Vivian Motzfeldt: Grönlands Außenministerin tritt wegen Regierungskrise zurück

vor 3 Stunden 2

Die Sozialdemokraten von Außenministerin Vivian Motzfeldt verlassen Grönlands Regierung. Sie hoffe, dass die USA die Entwicklung nicht ausnutzen, sagt die Ministerin.

14. März 2026, 0:49 Uhr Quelle: DIE ZEIT, AFP, dpa,

 "In dieser Situation bin ich mit meiner eigenen Partei nicht einverstanden."
Grönlands bisherige Außenministerin Vivian Motzfeldt: "In dieser Situation bin ich mit meiner eigenen Partei nicht einverstanden." © Kevin Dietsch/​Getty Images

Rund ein Jahr nach der Parlamentswahl verlässt die sozialdemokratische Partei Siumut von Außenministerin Vivian Motzfeldt die grönländische Regierung. Regierungschef Jens-Frederik Nielsen kritisierte den Schritt.

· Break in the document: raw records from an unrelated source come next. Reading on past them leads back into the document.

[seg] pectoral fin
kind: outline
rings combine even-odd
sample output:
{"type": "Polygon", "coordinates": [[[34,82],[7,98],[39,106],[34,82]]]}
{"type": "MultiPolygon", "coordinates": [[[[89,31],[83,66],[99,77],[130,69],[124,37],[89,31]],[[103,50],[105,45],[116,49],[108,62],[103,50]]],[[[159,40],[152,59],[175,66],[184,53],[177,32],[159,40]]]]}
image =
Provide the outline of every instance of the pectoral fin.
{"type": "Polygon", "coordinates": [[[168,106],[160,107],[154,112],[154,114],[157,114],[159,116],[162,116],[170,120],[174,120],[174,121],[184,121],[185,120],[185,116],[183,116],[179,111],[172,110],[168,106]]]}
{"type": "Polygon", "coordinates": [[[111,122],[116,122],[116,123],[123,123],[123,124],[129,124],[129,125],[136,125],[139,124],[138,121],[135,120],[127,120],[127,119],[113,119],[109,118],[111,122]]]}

Die Partei sende damit das falsche Signal in Richtung USA, schrieb er auf Facebook. Vor dem Hintergrund der wiederholten Drohungen von US-Präsident Donald Trump, Grönland zu annektieren, hatte Nielsen im vergangenen Jahr eine breite Vier-Parteien-Koalition gebildet.

Auch Außenministerin Motzfeldt kritisierte die Entscheidung ihrer Partei. "In dieser Situation bin ich mit meiner eigenen Partei nicht einverstanden", sagte sie. Da sich ihre Partei aus der Koalition zurückzieht, müsse jedoch auch sie ihr Amt niederlegen, fügte sie hinzu. Sie hoffe, dass die Entwicklungen nicht von den USA ausgenutzt würden, sagte sie der Nachrichtenagentur AFP.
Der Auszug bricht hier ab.